Abigail Green (Faculty of History), Nino Strachey (National Trust), and Silvia Davoli, (Strawberry Hill House) give a presentation on their Knowledge Exchange research project on Jewish Country Houses
Professor Abigail Green is Tutorial Fellow in History at Brasenose College. She works at the interface between modern European history and international Jewish history, and is the author of Fatherlands: State-building and Nationhood in Nineteenth-Century Germany (2001), which was shortlisted in the Historisches Buch awards, and of Moses Montefiore: Jewish Hero, Imperial Liberator (2010), which won the Sami Rohr Choice Award, and was nominated a TLS Book of the Year and a New Republic Best Book of 2010. She is working on a book tentatively entitled Children of 1848: Liberalism and the Jews from the Revolutions to Human Rights, to be published by Princeton University Press, and has just been awarded a 4 year AHRC Research Grant to lead a major collaborative project ‘Jewish Country Houses – Objects, Networks People’.

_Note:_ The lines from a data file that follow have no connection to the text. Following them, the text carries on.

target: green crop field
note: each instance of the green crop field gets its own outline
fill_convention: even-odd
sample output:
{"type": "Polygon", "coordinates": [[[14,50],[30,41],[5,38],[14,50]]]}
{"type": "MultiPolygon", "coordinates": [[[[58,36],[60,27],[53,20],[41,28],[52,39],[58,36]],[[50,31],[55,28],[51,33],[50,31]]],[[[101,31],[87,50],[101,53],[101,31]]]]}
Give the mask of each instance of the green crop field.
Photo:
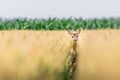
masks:
{"type": "Polygon", "coordinates": [[[120,18],[0,18],[0,30],[119,29],[120,18]]]}

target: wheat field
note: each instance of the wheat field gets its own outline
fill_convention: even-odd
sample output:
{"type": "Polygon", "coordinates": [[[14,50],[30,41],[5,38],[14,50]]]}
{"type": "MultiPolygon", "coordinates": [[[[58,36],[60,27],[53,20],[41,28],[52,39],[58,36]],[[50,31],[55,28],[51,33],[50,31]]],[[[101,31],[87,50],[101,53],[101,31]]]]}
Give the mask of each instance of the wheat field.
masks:
{"type": "MultiPolygon", "coordinates": [[[[67,31],[0,31],[0,80],[64,80],[67,31]]],[[[75,80],[120,80],[120,30],[82,30],[75,80]]]]}
{"type": "Polygon", "coordinates": [[[0,80],[63,80],[69,45],[63,31],[1,31],[0,80]]]}
{"type": "Polygon", "coordinates": [[[75,80],[120,80],[120,30],[83,31],[75,80]]]}

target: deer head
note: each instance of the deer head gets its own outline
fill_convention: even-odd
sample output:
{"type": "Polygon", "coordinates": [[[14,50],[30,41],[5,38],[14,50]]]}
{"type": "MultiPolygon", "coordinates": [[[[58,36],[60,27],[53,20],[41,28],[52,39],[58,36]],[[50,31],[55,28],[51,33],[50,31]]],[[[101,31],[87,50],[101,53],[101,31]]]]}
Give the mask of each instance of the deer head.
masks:
{"type": "Polygon", "coordinates": [[[71,30],[68,30],[68,33],[72,36],[74,41],[78,41],[79,33],[81,32],[81,29],[78,29],[77,31],[73,32],[71,30]]]}

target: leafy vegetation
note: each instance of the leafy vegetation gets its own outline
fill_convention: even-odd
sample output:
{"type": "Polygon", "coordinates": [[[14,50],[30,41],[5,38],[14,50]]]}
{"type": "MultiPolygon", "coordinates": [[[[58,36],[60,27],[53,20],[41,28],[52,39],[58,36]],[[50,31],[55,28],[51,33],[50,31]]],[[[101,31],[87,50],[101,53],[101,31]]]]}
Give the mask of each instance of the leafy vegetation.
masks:
{"type": "Polygon", "coordinates": [[[0,18],[0,30],[119,29],[120,18],[0,18]]]}

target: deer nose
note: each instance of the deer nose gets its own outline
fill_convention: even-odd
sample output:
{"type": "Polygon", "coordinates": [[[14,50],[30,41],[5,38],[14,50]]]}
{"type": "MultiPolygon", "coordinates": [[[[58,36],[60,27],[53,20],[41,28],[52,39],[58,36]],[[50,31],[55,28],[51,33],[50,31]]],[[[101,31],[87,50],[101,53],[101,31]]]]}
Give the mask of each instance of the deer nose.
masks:
{"type": "Polygon", "coordinates": [[[74,41],[77,41],[76,39],[74,41]]]}

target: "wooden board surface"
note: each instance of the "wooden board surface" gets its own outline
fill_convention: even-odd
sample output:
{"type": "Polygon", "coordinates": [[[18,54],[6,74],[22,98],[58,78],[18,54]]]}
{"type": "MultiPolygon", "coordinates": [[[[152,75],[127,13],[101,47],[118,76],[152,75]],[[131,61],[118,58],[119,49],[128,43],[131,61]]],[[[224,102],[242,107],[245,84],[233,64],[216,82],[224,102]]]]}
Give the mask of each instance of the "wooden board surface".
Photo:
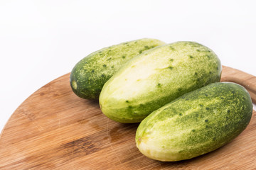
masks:
{"type": "MultiPolygon", "coordinates": [[[[67,74],[28,98],[0,138],[0,169],[255,169],[256,115],[218,149],[189,160],[161,162],[139,152],[139,123],[105,117],[97,101],[77,97],[67,74]]],[[[222,81],[245,86],[255,102],[256,77],[223,67],[222,81]]]]}

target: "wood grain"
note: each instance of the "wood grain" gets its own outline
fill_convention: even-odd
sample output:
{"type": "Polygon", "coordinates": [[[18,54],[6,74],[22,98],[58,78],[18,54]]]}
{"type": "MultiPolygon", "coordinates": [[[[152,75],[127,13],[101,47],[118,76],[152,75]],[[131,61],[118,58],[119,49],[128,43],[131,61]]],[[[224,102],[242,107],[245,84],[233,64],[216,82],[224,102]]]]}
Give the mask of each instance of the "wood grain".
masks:
{"type": "MultiPolygon", "coordinates": [[[[138,123],[105,117],[96,101],[77,97],[67,74],[28,98],[0,138],[0,169],[255,169],[256,115],[246,130],[210,153],[161,162],[136,147],[138,123]]],[[[222,81],[245,86],[255,102],[256,77],[223,67],[222,81]]]]}

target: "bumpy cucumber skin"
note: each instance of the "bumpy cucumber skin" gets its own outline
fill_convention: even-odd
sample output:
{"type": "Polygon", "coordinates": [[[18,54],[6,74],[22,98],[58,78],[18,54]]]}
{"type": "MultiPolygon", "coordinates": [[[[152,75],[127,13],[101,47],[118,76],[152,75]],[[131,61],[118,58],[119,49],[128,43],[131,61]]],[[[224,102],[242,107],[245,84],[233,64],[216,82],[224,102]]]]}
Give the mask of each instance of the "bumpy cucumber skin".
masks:
{"type": "Polygon", "coordinates": [[[214,83],[155,110],[139,125],[137,147],[163,162],[191,159],[230,142],[249,124],[252,103],[234,83],[214,83]]]}
{"type": "Polygon", "coordinates": [[[181,95],[220,81],[221,64],[194,42],[154,47],[126,63],[103,86],[102,111],[119,123],[141,122],[181,95]]]}
{"type": "Polygon", "coordinates": [[[80,98],[98,99],[104,84],[129,60],[149,49],[165,44],[143,38],[110,46],[92,52],[73,69],[70,86],[80,98]]]}

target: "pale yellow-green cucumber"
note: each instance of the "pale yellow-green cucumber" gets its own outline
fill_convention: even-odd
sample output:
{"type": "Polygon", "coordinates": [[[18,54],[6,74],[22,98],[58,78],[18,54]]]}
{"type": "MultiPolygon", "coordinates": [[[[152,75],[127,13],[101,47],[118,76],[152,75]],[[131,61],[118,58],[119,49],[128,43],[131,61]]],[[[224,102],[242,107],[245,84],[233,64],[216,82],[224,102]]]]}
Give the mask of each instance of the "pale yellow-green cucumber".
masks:
{"type": "Polygon", "coordinates": [[[104,85],[102,113],[119,123],[141,122],[181,95],[219,81],[220,62],[194,42],[156,47],[132,58],[104,85]]]}

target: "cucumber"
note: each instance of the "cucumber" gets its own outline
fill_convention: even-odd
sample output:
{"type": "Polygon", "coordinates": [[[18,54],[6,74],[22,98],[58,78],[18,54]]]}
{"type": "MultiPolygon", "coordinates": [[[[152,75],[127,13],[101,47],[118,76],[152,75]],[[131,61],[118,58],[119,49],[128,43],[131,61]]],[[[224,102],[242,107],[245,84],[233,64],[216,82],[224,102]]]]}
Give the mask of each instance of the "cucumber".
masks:
{"type": "Polygon", "coordinates": [[[104,85],[102,113],[119,123],[141,122],[181,95],[220,81],[221,64],[209,48],[194,42],[156,47],[126,63],[104,85]]]}
{"type": "Polygon", "coordinates": [[[191,159],[230,142],[245,129],[252,113],[245,88],[234,83],[211,84],[146,118],[137,130],[137,147],[159,161],[191,159]]]}
{"type": "Polygon", "coordinates": [[[104,84],[129,60],[164,42],[144,38],[102,48],[80,60],[73,69],[70,83],[79,97],[98,99],[104,84]]]}

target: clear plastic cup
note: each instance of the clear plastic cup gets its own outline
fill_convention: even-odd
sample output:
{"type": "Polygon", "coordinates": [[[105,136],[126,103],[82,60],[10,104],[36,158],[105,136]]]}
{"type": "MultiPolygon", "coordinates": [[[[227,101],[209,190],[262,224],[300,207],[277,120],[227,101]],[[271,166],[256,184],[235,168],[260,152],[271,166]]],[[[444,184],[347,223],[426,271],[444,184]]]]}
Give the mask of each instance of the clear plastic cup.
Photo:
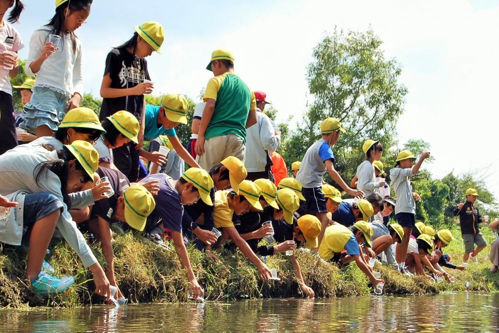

Nino Strachey, National Trust
Nino Strachey is Head of Research and Specialist Advice for the National Trust. Since starting her career with the Landmark Trust, she has worked for English Heritage and the National Trust, curating the homes of scientists (Darwin), politicians (Churchill) and writers (Shaw). Her research focuses on the expression of personality through place, interpreting the biography of buildings and collections. Her recent book 'Rooms of their own: Eddy Sackville-West, Virginia Woolf, Vita Sackville-West' looks at the homes of three writers linked to the Bloomsbury Group, and explores changing attitudes to sexuality and gender in the 1920s and 30s. She is a Trustee of the Strawberry Hill Collections Trust, a member of the Mercers Heritage and Arts Advisory Group, and has been a Guardian of the Society for the Preservation of Ancient Buildings
Silvia Davoli, Strawberry Hill House
Dr Silvia Davoli is the Research Curator at Strawberry Hill House and is a specialist in the history of collecting. Since 2013 she has been researching the whereabouts of the Horace Walpole Collection. She recently curated the exhibition Strawberry Hill Lost Treasures. Masterpieces from the Horace Walpole Collection (Oct. 2018- Feb.2019). In the past years she has conducted provenance research for a number of museums such as the Wallace Collection, National Gallery of London, Waddesdon Manor and the Museum of Asian Art in Berlin. She is one of the core members of the Jewish Country House Project. Her contribution in particular focus on Jewish Collectors and art dealers.